Sustainable, or green, is no longer just a buzzword--it’s become an important factor for consumers as they make purchasing decisions. In fact, up to 70% of Americans say they are searching for greener products, according to the Shelton Group. Purchasing decisions regarding housing and home renovations are no exception, as consumers are making more green-conscious choices that impact their living spaces. 

Last year, UL Environment set out to investigate to what extent green labels and certifications truly impacted purchase decisions, and what some of the key drivers of those decisions might be. The findings, published in Under the Lens: Claiming Green are eye-opening. The survey of over 1,000 consumers revealed the top three drivers for making green or sustainable purchases were health and safety, waste reduction, and conservation of natural resources. Forty-three percent of those surveyed said they were concerned about indoor air quality (IAQ). 

Specific to the building/home improvement category, health ranked first on consumers’ list of decision influencers. Claims that addressed health concerns (e.g., toxic materials and indoor air quality) were consistently rated more important for purchase influence, perceived value, and positive brand impact than other claims. In light of recent media coverage about alleged problems with Lumber Liquidators' flooring, consumer demand for healthy homes will most certainly rise in the near future.
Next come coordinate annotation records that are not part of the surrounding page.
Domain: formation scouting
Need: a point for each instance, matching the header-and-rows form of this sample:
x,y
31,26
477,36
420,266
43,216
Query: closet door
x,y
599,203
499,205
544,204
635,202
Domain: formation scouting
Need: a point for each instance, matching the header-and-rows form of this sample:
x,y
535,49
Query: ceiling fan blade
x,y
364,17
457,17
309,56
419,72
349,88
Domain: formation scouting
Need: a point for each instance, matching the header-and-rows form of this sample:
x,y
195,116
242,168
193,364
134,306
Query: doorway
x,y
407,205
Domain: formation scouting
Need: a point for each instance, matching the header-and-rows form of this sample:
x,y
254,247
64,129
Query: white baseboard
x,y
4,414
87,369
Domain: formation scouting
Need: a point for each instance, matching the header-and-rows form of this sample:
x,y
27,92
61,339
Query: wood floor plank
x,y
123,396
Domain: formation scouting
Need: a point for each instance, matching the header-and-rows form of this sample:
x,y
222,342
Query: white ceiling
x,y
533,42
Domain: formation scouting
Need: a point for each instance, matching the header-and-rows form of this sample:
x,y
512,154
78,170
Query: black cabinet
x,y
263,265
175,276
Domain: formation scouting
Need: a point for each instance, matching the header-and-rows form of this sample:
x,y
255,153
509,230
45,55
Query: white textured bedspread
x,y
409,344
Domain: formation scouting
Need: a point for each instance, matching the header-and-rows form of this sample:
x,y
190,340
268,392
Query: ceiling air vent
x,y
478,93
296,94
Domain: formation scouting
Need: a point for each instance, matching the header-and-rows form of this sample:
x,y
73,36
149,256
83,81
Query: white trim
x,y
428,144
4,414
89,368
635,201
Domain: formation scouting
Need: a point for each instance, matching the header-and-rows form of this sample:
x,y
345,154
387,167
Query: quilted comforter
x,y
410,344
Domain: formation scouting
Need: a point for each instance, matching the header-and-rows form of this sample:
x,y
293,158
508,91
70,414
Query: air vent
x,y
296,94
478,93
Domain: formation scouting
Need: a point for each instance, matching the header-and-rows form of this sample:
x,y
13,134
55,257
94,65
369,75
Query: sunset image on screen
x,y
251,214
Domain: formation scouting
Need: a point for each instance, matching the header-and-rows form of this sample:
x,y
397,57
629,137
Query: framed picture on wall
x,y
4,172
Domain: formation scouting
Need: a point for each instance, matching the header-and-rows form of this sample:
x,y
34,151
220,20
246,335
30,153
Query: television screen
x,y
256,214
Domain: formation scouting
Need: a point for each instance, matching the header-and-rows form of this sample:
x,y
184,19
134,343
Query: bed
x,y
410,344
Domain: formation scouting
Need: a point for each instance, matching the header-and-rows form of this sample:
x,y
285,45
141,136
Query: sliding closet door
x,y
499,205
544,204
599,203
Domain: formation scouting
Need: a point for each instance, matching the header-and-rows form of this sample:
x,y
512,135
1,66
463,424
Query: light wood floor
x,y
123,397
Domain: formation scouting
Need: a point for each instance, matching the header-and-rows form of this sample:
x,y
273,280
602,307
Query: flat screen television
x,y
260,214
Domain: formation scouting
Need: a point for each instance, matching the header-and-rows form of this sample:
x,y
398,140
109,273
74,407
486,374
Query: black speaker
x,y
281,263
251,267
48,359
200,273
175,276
Furthermore, 58% of the consumers surveyed said they would pay up to 10% more for a product with a third-party green certification and in the home improvement category, willingness to pay 10% more was most influenced by claims about air quality/VOCs/chemical exposure (Seventy-two percent said they would pay more for a product with a certification related to those health-impacting factors). 

The top claims that supported a purchase decision and a 10% price premium included reduced chemical emissions certifications like UL GREENGUARD Certification and CRI Green Label Plus certification.  While this doesn’t necessarily mean that manufacturers should charge a price premium, it definitely indicates a purchasing and brand preference for those products. Clearly, third-party certifications help establish the legitimacy of green claims. Consumers prefer them because, while consumers are concerned about indoor air quality, they are not often familiar with industry terminology. Certifications are often the only way they can evaluate whether a product is worthy. (Click here to access UL Environment's Sustainable Product Guide, a free resource that helps builders source certified products to meet specific building needs.)

UL Environment’s study clearly shows that there is a high level of interest in products that limit poor IAQ and have the potential to reduce chemical exposure in the home. But the data also show that while consumers selected many third-party certified green claims, some of those certified claims were found to be misleading or confusing. Many of the current claims about VOCs and air quality may suffer from too much science. For example, consumers hated the legitimate home improvement product claim “maximum VOC: 50g/L (0.42 lbs/gal)”: it landed at the top of the “most confusing/misleading” list and the “negative impact on brand perception” list. Of those who said it was confusing, 81% didn’t know what it meant, and 20% said it was too complicated. What consumers are really looking for are certifications and labels that are not only trustworthy and relevant but also clear and easy to understand. 

This hard data points to a very positive trend in green building--consumers are becoming more aware and educated on how their built environment can impact occupants but need more education on understanding and identifying credible green claims. This highlights the importance of builders and construction firms gaining a solid understanding of both the benefits to specifying and recommending third-party certified products in their building projects, and of the need to effectively communicate those green aspects of their buildings to the consumer who will be purchasing and living in those homes. Not taking advantage of the market-differentiation provided by a greener, more sustainable building project constructed and finished with certified low-emitting materials is to leave money on the table.